5 Replies Latest reply on Oct 17, 2012 3:35 PM by George_Johnson

    Digital Signatures - how to prevent anyone from using my name

    luvsql1234

      I've created a bunch of forms that have digital signatures enabled.  When I've created one either with the PKCS or the Windows Certificate, what's to prevent anyone else from just typing my name, email address and Company Name?  Yes, I can create one and save it with a password, but anyone can do that.  I'm confused how I can ask our users to use digital signatures on internal documents, then have them email to accounting or HR, yet there's nothing to prevent anyone from using anyone else's name (ie how can I prove that it wasn't me that signed it)? 

       

      Is there nothing that's tied to Windows ie I can't use my login ID on our domain unless I use my network password?  That's really the ONLY way I can prove I'm me. 

        • 1. Re: Digital Signatures - how to prevent anyone from using my name
          Dave Merchant MVP & Adobe Community Professional

          Self-signed digital signatures are precisely that - the person creating them is the only one attesting to the contents, so you can make a perfectly-valid self-signed ID for Canta Claus of you want to. The critical thing to remember is that a self-signed ID will only validate if the recipient has your keyfile to compare it to. On your own machine it will show as valid because the key is present, but if you send the PDF to anyone else it will show as invalid unless you have separately transferred them a copy of your keyfile. It's that second file which tells them the ID is really yours, as they can physically check where it came from (e.g. by phoning you up). The recipient would then have to manually add the keyfile to the trusted list in Acrobat or Adobe Reader, and finally your PDF signature will get the green tick.

           

          Self-signed IDs are find for internal company workflows as everyone can share their keyfiles, and the IT department can manage what's going on.
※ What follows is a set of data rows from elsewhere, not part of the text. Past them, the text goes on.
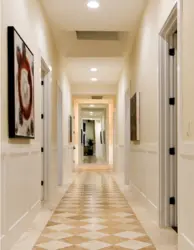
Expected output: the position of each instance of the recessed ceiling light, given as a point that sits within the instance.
(93, 69)
(93, 4)
(94, 79)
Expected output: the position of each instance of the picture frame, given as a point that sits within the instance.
(81, 136)
(104, 137)
(70, 129)
(101, 141)
(21, 118)
(135, 117)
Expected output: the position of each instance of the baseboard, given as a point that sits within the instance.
(185, 243)
(145, 202)
(17, 229)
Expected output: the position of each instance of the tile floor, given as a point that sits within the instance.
(94, 214)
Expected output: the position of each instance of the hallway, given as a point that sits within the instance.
(94, 214)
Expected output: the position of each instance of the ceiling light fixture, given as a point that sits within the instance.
(94, 79)
(93, 69)
(93, 4)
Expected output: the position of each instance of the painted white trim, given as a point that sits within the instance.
(187, 150)
(13, 149)
(163, 97)
(150, 148)
(13, 233)
(187, 240)
(47, 125)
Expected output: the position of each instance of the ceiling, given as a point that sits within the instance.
(68, 16)
(109, 70)
(113, 15)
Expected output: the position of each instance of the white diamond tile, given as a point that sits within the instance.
(124, 220)
(94, 220)
(93, 227)
(133, 244)
(94, 245)
(123, 214)
(54, 245)
(57, 235)
(93, 235)
(129, 235)
(60, 227)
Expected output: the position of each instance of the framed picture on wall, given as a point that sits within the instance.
(135, 117)
(101, 141)
(104, 137)
(21, 121)
(70, 129)
(81, 136)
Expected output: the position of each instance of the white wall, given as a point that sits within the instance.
(144, 167)
(20, 159)
(66, 110)
(123, 85)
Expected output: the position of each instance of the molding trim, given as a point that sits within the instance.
(187, 150)
(150, 148)
(187, 240)
(12, 149)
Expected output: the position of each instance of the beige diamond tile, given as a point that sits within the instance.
(112, 239)
(111, 230)
(57, 235)
(73, 248)
(42, 239)
(94, 245)
(60, 227)
(76, 240)
(54, 245)
(134, 244)
(76, 231)
(130, 235)
(93, 235)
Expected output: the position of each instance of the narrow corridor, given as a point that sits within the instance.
(94, 214)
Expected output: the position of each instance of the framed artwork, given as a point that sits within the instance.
(70, 129)
(20, 87)
(81, 136)
(84, 139)
(104, 137)
(135, 119)
(101, 137)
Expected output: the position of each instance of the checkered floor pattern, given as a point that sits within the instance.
(94, 217)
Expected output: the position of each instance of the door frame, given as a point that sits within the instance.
(164, 171)
(60, 134)
(46, 129)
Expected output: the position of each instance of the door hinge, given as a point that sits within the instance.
(172, 151)
(172, 201)
(171, 52)
(172, 100)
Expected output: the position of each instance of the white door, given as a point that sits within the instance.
(173, 129)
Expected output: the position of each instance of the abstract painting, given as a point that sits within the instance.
(135, 119)
(20, 87)
(70, 129)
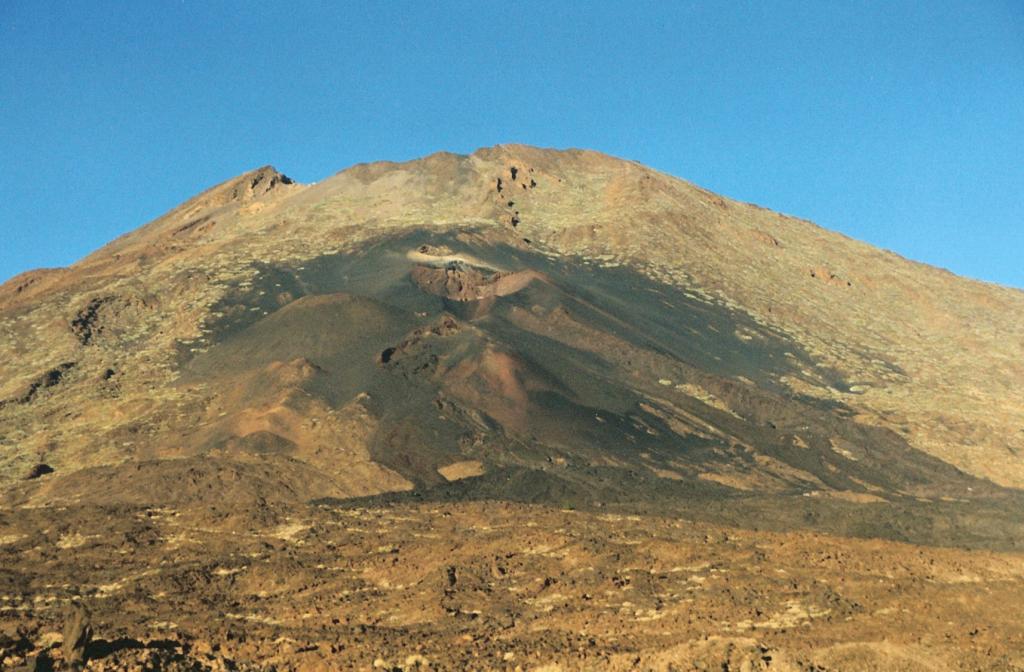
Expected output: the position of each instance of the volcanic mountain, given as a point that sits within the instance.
(521, 328)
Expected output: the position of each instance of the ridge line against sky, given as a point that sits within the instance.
(901, 125)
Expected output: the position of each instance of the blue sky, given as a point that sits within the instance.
(900, 124)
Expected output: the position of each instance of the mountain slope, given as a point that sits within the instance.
(522, 409)
(541, 308)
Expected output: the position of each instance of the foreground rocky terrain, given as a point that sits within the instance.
(498, 586)
(520, 409)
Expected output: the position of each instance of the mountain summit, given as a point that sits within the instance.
(558, 329)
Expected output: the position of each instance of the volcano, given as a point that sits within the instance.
(557, 408)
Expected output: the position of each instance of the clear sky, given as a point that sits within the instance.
(900, 124)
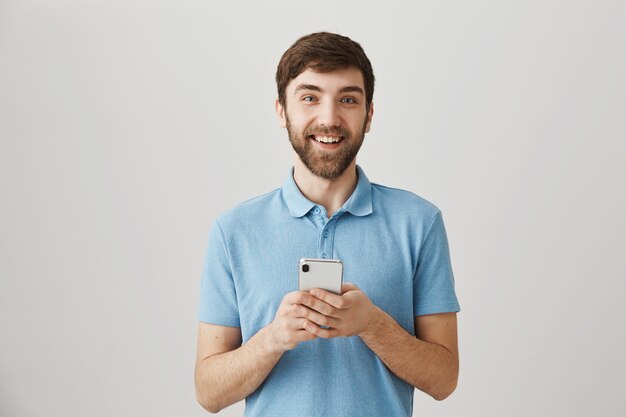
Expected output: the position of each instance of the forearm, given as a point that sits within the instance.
(429, 367)
(225, 378)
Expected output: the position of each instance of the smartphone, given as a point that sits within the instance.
(320, 273)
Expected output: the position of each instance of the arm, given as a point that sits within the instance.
(227, 371)
(429, 361)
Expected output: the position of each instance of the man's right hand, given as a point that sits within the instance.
(287, 329)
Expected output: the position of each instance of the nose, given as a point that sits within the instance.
(329, 114)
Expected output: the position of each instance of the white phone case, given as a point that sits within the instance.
(320, 273)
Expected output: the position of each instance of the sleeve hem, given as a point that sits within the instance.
(438, 308)
(219, 320)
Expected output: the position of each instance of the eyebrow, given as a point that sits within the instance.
(346, 89)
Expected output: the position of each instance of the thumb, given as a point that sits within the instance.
(348, 286)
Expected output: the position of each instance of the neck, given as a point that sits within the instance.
(329, 193)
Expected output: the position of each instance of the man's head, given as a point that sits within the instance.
(325, 89)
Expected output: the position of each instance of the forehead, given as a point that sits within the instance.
(329, 81)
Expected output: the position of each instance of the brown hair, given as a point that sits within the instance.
(323, 52)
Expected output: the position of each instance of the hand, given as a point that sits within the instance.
(287, 330)
(348, 314)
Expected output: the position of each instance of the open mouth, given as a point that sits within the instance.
(327, 141)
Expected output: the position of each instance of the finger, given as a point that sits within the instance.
(337, 301)
(303, 336)
(348, 286)
(319, 332)
(319, 305)
(295, 297)
(314, 316)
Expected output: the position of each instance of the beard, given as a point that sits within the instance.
(328, 164)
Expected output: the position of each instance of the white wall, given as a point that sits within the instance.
(127, 126)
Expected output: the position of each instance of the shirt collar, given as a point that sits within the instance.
(359, 203)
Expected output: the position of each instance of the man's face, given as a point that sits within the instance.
(326, 119)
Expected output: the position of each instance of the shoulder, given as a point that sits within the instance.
(402, 202)
(250, 211)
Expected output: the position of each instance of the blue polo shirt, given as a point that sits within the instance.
(393, 246)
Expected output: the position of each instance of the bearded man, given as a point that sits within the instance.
(391, 329)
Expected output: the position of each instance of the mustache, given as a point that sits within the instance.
(328, 131)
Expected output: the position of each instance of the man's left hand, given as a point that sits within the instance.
(345, 315)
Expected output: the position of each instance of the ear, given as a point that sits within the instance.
(280, 113)
(370, 114)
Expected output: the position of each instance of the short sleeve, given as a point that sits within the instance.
(433, 283)
(218, 296)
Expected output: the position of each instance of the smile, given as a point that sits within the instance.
(327, 139)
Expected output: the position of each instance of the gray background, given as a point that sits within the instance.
(127, 126)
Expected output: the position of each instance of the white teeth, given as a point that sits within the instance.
(327, 139)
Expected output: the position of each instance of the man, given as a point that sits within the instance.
(393, 328)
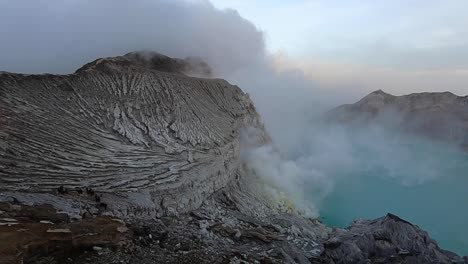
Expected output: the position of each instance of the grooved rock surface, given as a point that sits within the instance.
(128, 124)
(442, 116)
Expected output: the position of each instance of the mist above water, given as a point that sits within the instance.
(337, 172)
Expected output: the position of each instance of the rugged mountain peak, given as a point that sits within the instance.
(441, 115)
(134, 124)
(192, 66)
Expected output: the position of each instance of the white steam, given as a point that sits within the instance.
(59, 36)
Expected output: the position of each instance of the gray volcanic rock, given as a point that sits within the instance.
(131, 160)
(389, 239)
(442, 116)
(134, 129)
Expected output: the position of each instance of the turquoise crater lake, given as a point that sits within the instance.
(421, 181)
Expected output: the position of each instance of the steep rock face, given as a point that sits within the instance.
(134, 129)
(389, 239)
(439, 115)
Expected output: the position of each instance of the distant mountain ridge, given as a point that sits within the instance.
(441, 115)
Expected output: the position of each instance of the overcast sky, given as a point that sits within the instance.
(400, 46)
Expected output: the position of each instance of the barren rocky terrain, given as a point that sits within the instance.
(131, 159)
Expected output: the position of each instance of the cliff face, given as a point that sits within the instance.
(134, 125)
(442, 116)
(132, 153)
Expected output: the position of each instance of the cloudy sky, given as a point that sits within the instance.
(400, 46)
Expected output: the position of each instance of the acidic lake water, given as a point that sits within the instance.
(421, 181)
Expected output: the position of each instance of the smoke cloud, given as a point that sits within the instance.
(59, 36)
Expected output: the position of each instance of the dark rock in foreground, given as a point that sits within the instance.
(131, 160)
(441, 116)
(389, 239)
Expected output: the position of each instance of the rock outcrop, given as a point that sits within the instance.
(389, 239)
(442, 116)
(133, 129)
(133, 160)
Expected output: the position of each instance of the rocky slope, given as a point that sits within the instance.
(131, 160)
(441, 116)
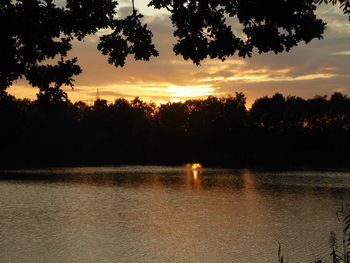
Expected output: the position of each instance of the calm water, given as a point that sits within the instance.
(167, 214)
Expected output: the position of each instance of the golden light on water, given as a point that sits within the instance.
(196, 166)
(195, 175)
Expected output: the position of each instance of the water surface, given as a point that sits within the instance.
(167, 214)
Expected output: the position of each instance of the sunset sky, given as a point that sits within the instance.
(320, 67)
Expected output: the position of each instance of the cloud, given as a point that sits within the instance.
(319, 67)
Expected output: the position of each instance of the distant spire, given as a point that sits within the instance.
(97, 94)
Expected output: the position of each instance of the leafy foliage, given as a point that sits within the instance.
(36, 33)
(277, 130)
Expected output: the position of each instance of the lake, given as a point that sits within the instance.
(168, 214)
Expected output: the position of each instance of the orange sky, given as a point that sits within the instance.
(320, 67)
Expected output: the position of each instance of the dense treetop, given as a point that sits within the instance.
(277, 130)
(34, 33)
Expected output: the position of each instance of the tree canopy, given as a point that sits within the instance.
(36, 35)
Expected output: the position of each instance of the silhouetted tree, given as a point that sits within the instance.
(36, 32)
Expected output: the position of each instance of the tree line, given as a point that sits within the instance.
(278, 130)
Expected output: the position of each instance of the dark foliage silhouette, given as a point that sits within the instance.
(36, 34)
(277, 130)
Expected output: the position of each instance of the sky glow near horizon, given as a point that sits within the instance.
(320, 67)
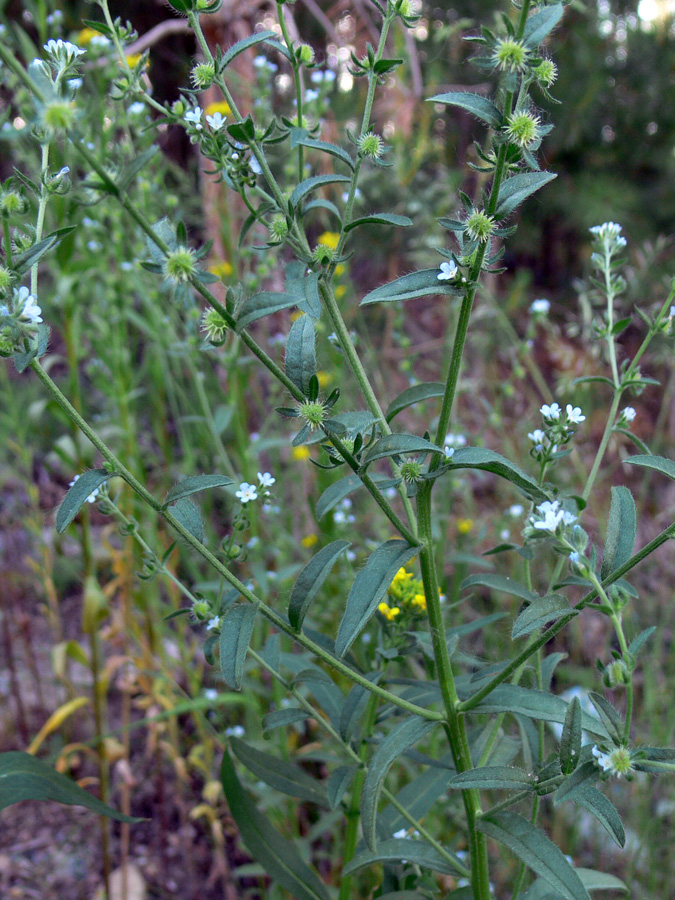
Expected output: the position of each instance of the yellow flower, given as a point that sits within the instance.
(218, 106)
(300, 453)
(222, 269)
(330, 239)
(85, 36)
(389, 612)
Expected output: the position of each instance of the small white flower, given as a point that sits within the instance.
(247, 492)
(552, 412)
(574, 414)
(540, 307)
(448, 271)
(194, 117)
(216, 121)
(27, 305)
(94, 494)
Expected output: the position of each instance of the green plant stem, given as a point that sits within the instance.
(454, 723)
(278, 621)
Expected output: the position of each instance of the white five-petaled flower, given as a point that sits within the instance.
(540, 307)
(247, 492)
(194, 117)
(94, 494)
(216, 121)
(574, 414)
(552, 412)
(552, 515)
(27, 307)
(448, 271)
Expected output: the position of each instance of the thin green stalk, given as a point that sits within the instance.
(278, 621)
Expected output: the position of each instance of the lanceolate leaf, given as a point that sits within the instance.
(499, 583)
(621, 531)
(301, 353)
(473, 103)
(311, 579)
(489, 461)
(536, 850)
(518, 188)
(379, 219)
(194, 484)
(278, 856)
(399, 739)
(370, 585)
(408, 287)
(279, 774)
(659, 463)
(536, 705)
(397, 443)
(77, 496)
(541, 24)
(396, 849)
(311, 184)
(415, 394)
(235, 636)
(503, 778)
(263, 304)
(25, 777)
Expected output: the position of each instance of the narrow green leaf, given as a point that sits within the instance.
(518, 188)
(24, 777)
(311, 579)
(570, 740)
(370, 585)
(301, 353)
(489, 461)
(311, 184)
(282, 718)
(379, 219)
(394, 444)
(279, 774)
(394, 850)
(189, 517)
(498, 583)
(415, 394)
(263, 304)
(621, 531)
(659, 463)
(193, 485)
(235, 636)
(278, 856)
(77, 496)
(536, 705)
(400, 738)
(539, 613)
(339, 782)
(502, 778)
(541, 24)
(473, 103)
(408, 287)
(304, 141)
(243, 45)
(536, 850)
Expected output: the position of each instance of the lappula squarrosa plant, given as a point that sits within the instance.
(374, 701)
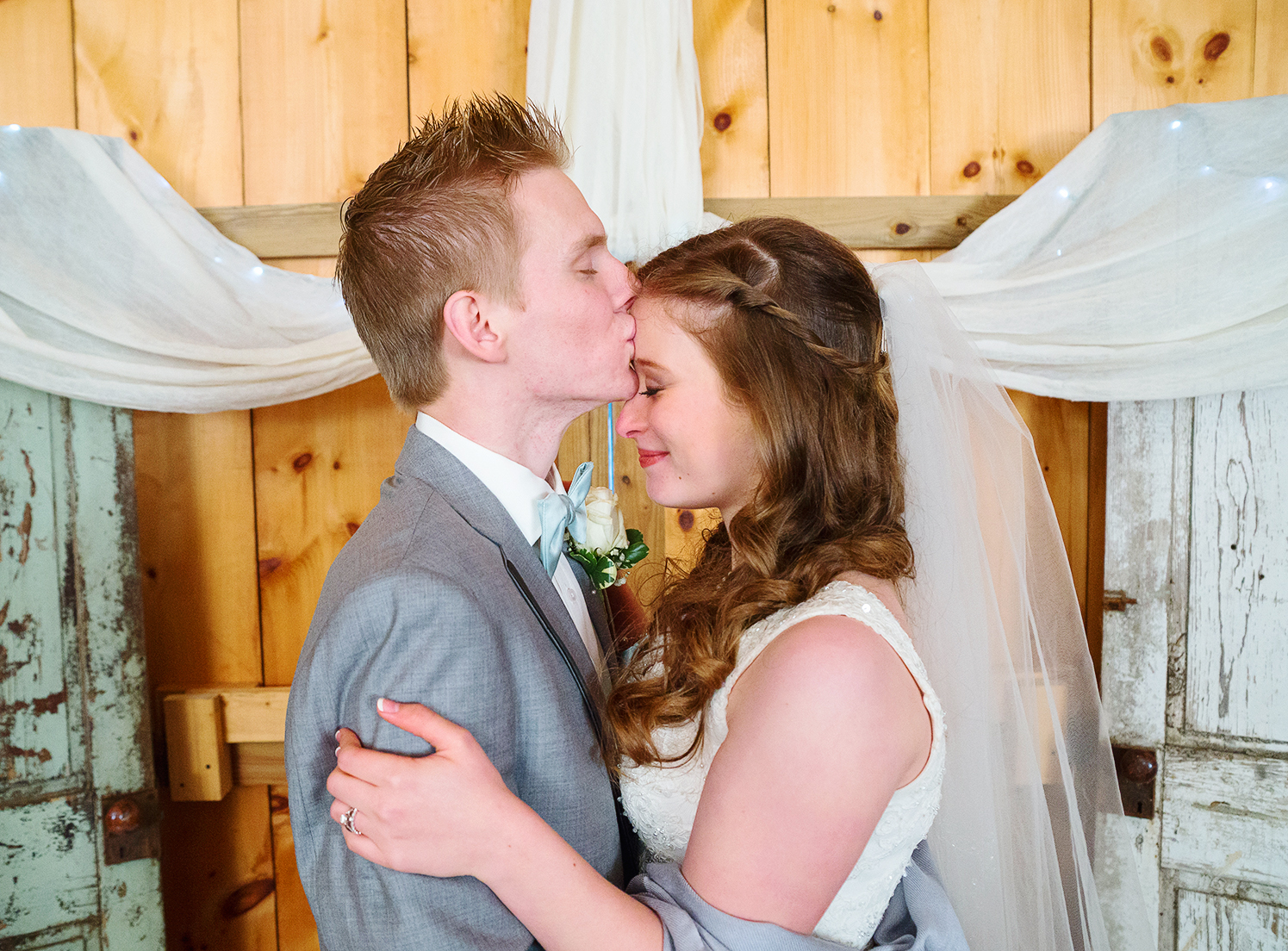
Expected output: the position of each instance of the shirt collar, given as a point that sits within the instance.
(514, 485)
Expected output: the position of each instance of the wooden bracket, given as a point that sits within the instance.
(223, 736)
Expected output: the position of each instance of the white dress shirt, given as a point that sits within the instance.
(520, 490)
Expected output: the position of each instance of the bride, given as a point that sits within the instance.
(775, 732)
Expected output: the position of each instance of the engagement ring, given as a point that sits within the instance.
(346, 820)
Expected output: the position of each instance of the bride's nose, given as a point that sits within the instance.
(630, 420)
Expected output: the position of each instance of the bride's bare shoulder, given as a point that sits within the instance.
(885, 590)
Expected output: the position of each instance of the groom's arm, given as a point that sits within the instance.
(416, 638)
(920, 917)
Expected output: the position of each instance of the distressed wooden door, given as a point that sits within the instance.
(78, 807)
(1196, 665)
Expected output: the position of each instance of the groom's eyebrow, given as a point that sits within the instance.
(588, 244)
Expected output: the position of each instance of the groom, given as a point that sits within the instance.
(482, 285)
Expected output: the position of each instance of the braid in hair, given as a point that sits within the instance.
(795, 333)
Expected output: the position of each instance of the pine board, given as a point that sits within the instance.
(36, 71)
(1153, 53)
(1009, 91)
(164, 78)
(729, 40)
(323, 96)
(849, 109)
(319, 467)
(457, 49)
(1270, 67)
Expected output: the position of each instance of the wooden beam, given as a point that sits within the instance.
(911, 222)
(255, 714)
(200, 761)
(218, 737)
(281, 231)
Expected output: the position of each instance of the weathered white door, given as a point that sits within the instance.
(1197, 668)
(78, 807)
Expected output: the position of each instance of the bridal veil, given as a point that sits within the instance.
(994, 616)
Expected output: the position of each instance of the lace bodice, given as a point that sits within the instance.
(663, 802)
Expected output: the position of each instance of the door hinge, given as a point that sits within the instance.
(1137, 771)
(132, 826)
(1117, 600)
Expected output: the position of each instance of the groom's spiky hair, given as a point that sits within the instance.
(436, 220)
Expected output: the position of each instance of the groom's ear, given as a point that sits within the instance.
(468, 316)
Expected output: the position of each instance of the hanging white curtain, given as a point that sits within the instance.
(1147, 264)
(622, 80)
(1150, 263)
(115, 290)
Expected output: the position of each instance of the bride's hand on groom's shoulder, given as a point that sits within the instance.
(439, 815)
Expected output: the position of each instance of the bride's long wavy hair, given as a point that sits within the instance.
(793, 324)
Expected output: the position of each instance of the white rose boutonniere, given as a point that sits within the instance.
(611, 550)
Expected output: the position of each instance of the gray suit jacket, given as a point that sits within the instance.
(420, 606)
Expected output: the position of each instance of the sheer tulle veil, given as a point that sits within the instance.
(994, 618)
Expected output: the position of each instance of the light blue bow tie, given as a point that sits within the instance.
(559, 512)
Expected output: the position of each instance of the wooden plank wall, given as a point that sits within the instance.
(296, 101)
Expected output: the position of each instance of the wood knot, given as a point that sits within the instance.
(1215, 47)
(122, 816)
(246, 898)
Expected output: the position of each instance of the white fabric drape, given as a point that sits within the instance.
(994, 618)
(622, 80)
(1150, 263)
(1147, 264)
(114, 290)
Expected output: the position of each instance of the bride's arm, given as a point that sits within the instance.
(450, 813)
(824, 727)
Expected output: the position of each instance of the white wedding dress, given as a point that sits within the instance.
(663, 802)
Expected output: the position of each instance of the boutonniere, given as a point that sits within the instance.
(611, 550)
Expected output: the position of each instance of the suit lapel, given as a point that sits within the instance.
(599, 615)
(426, 460)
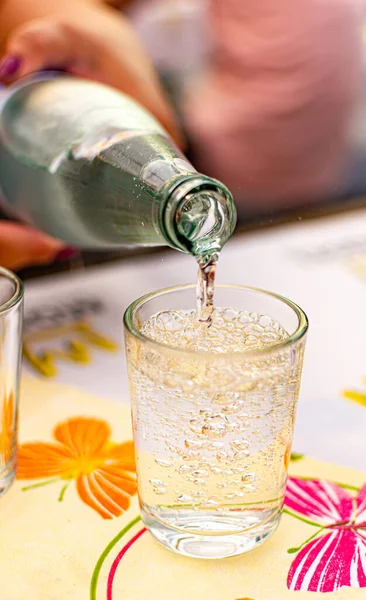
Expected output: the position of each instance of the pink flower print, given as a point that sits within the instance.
(335, 555)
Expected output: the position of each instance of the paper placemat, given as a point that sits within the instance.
(70, 527)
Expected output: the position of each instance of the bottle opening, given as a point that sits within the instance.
(203, 221)
(201, 217)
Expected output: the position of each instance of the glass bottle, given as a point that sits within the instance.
(86, 164)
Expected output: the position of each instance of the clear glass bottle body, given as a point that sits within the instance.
(88, 165)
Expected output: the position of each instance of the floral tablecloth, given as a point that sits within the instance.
(70, 527)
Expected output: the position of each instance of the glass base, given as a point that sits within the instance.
(221, 544)
(7, 476)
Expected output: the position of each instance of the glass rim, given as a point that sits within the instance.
(300, 332)
(18, 294)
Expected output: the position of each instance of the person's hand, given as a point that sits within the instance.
(21, 246)
(91, 41)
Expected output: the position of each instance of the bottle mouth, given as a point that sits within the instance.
(204, 217)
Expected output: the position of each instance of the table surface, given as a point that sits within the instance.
(320, 264)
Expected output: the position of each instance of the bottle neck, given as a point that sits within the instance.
(198, 216)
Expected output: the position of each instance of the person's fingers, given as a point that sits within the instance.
(39, 44)
(21, 246)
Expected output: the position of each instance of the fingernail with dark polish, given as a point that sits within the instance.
(9, 66)
(67, 253)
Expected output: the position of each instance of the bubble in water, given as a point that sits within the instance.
(199, 481)
(264, 320)
(222, 399)
(184, 498)
(160, 491)
(241, 454)
(213, 500)
(200, 473)
(195, 426)
(163, 463)
(248, 487)
(216, 470)
(221, 455)
(234, 407)
(198, 494)
(248, 478)
(213, 430)
(232, 427)
(205, 412)
(184, 469)
(191, 443)
(157, 482)
(240, 444)
(216, 446)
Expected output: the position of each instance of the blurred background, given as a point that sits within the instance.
(270, 98)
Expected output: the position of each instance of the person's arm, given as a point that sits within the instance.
(87, 38)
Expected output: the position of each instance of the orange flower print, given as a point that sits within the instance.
(104, 472)
(7, 429)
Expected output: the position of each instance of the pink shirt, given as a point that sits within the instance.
(272, 117)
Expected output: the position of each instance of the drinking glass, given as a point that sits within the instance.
(213, 429)
(11, 320)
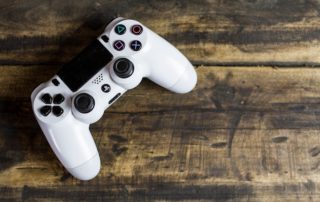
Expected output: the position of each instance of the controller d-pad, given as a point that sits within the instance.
(136, 29)
(57, 111)
(120, 29)
(48, 108)
(135, 45)
(119, 45)
(58, 99)
(45, 110)
(46, 98)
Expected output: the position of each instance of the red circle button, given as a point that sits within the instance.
(136, 29)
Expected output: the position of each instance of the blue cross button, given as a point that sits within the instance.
(120, 29)
(135, 45)
(119, 45)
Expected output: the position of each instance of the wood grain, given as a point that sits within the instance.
(244, 134)
(216, 32)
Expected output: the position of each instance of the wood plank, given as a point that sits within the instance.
(242, 134)
(277, 33)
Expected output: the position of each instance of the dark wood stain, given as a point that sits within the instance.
(221, 142)
(315, 151)
(118, 138)
(163, 158)
(219, 145)
(118, 149)
(280, 139)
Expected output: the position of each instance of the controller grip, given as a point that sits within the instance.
(169, 68)
(74, 146)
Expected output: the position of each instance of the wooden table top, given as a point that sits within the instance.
(249, 131)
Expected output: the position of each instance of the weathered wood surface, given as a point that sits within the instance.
(216, 32)
(242, 134)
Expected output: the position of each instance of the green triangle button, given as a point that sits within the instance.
(120, 29)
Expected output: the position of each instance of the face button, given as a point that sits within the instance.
(136, 29)
(105, 88)
(84, 103)
(57, 111)
(120, 29)
(55, 82)
(45, 110)
(135, 45)
(123, 68)
(118, 45)
(58, 99)
(46, 98)
(105, 38)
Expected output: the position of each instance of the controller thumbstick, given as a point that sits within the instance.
(84, 103)
(123, 68)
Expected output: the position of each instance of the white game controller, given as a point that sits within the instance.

If you're using digital IDs in a public setting you should never use self-signed certificates, instead you should purchase an ID from a Certificate Authority - a company whose IDs are tied to the 'root certificates' embedded in Acrobat and Adobe Reader. The CA will require proof of identity before selling you the cert, and so anyone can verify it's genuine without needing to contact you. CAS-issued certs for signing PDF files are not cheap, there are several vendors out there and I won't comment on which may be better.

          • 2. Re: Digital Signatures - how to prevent anyone from using my name
            luvsql1234 Level 1

            So basically anyone can open this pdf, create a signature file with my name and email and insert it into the pdf file then email it and the user the receives the pdf has no way of verifying that I was the actual person that signed it?

            • 3. Re: Digital Signatures - how to prevent anyone from using my name
              Test Screen Name Most Valuable Participant

              The important thing is that working with signatures is a multi step process

               

              1. Send your public keyfile to the person who will be working with you.

              2. They import it.

              3. You each acknowledge that this has happened.

               

              4. Send a signed file.

              5. The recipient uses the keyfile they received earlier to check the authenticity.

               

              In other words, there needs to be a "trused" communication at the start of the process where identity is actually verified. Perhaps a phone call or personal visit.

               

              Thereafter the keyfile is used as a shorthand to replace double checking with the original human.

               

              Trying to combine this in one step, sending the keyfile and PDF together, or sending the PDF alone where there is no keyfile to check against is - you are absolutely right - of no value at all.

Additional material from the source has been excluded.